Monday, March 24, 2008

"Liberry" Glossary: The Look of Doom

The Look of Doom
-noun phrase
  1. The expression adopted by our most-frequent innanet crowd patrons when they come to realize that their hour of time is up, that all other computers are full, that they themselves are next in line to be booted off, and that someone, ANYONE, has entered the building and come within proximity of the computer sign in sheet. It's a potent mixture of frustration, anger and fear--emotions which, when combined, evidently cause patrons to become extraordinarily slow in the process of disengaging from our computers, perhaps in the belief that the longer they take "wrapping up" the more likely another computer patron will abandon their own machine allowing them to keep theirs. This expression is most frequently seen on Monday afternoons when we have the greatest concentration of hungry innanet crowders in house, all competing for machines.

  2. The expression I adopt upon seeing the patron who must not be named, a.k.a. Chester the (Potential) Molester, in the belief that it will convey to him how much hatred I have for him in my heart and how much pleasure I would derive upon hypothetically learning that he was decapitated in a car accident or that someone had gone all Rorschach on his ass. This expression has yet to have any observable effect whatsoever.
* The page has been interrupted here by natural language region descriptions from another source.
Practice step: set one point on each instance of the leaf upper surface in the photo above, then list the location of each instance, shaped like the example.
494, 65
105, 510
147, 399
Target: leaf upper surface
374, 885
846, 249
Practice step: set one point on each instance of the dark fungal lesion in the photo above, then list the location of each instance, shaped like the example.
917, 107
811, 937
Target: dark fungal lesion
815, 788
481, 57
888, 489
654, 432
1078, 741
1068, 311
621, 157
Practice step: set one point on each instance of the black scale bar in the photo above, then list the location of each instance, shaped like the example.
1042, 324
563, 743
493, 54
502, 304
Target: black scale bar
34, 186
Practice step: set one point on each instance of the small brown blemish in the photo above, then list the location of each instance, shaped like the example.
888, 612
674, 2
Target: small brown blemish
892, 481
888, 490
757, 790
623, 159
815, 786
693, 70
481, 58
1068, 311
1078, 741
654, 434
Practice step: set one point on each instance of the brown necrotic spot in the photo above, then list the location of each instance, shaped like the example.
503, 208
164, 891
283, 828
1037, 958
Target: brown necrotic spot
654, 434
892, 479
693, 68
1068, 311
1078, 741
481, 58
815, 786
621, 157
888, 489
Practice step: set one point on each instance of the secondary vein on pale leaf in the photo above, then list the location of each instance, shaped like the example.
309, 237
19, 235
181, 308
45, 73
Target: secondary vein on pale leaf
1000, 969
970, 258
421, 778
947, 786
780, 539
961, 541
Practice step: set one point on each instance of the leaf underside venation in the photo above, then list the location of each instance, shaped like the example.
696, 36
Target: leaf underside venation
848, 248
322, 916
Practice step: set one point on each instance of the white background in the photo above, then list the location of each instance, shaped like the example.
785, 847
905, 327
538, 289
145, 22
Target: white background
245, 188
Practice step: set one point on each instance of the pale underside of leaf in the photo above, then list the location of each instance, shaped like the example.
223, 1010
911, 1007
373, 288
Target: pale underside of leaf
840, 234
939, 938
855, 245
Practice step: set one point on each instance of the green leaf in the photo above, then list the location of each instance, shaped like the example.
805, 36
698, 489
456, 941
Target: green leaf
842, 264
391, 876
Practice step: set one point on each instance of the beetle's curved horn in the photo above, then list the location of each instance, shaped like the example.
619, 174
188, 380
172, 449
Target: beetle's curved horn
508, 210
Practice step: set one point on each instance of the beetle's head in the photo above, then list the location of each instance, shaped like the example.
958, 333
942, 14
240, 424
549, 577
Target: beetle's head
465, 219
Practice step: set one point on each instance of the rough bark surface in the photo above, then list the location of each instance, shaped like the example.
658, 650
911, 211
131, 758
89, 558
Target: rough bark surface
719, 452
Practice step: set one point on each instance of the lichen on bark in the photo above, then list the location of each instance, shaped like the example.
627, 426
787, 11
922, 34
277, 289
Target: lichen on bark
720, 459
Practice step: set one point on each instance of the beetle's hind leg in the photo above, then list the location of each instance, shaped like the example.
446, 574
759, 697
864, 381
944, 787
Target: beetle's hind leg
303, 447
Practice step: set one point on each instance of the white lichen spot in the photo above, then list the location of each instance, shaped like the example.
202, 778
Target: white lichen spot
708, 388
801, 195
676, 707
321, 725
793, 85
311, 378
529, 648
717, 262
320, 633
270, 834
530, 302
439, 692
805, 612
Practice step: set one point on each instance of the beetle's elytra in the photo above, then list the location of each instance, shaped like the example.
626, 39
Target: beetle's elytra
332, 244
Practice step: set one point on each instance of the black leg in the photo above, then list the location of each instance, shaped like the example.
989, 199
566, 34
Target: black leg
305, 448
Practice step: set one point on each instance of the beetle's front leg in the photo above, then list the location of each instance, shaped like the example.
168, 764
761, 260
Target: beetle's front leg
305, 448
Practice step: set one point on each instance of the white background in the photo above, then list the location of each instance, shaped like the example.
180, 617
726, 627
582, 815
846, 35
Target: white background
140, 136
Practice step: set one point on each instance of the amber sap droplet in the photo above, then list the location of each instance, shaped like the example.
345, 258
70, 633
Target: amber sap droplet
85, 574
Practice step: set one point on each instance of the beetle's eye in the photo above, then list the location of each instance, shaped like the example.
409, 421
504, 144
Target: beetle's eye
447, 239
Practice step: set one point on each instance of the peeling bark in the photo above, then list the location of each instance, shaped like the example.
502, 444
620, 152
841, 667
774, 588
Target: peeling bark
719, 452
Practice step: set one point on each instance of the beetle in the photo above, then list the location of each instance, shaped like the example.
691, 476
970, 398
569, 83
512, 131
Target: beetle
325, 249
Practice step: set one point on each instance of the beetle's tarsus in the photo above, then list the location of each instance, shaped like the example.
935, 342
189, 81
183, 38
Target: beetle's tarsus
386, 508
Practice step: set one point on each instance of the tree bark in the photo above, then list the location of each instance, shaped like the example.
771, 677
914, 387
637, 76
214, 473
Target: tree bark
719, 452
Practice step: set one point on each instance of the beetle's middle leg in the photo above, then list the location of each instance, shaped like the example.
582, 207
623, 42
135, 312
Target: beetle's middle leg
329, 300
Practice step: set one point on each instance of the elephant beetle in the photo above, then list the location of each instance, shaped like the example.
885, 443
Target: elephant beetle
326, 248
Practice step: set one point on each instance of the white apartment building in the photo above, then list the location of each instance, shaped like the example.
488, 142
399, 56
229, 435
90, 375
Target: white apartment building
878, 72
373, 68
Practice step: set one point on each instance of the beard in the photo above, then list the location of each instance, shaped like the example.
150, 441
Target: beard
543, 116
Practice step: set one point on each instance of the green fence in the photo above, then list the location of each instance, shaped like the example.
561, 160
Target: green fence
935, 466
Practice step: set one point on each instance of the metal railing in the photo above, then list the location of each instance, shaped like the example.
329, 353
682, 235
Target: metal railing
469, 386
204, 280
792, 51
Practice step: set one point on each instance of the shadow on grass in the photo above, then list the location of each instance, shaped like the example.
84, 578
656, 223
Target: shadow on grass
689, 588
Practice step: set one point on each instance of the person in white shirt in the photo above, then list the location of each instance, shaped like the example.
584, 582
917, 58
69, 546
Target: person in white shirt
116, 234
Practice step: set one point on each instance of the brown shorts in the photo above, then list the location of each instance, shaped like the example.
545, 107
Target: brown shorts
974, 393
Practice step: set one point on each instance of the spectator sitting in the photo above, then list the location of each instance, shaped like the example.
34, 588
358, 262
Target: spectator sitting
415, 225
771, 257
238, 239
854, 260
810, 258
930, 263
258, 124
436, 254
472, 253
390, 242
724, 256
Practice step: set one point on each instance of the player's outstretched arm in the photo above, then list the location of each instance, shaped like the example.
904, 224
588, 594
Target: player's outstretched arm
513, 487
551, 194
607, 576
  3. The expression I adopt upon emerging from our men's restroom, having witnessed what our dear patrons have left there for me to clean up. Often this look is beamed in the direction of our male computer patrons who, being the very souls who have spent the past seven hours in the building and have therefore had more opportunity than most to relieve themselves, no doubt doing a very sloppy job of it in their haste to return to their computer station before we can give it to someone else, and are therefore the most likely candidates to be the patrons after whom I've just had to clean up. Frankly, they deserve worse than anything Rorschach might do to them.

2 comments:

The.Effing.Librarian said...

I'm so glad we use software to kick them off the computers. I'm tired of being the third strike when people wouldn't leave (after 2 other librarians couldn't get the guy off), and I would just walk up and press the power button and say, "Time's up." I'm not a big guy, but it helps that my knuckles are tattooed "T-I-M-E" "I-s-U-p." (Got the idea from a nun back in Catholic School.)

daisy said...

Our problem is that we have the software, but our roving bands of teenagers quickly learned how to hack into the system and cheat the timer.
Add that to the typical problems with teens using proxy servers to bypass the blocking software.
It's not really surprising, as these kids have been around PCs since they were infants.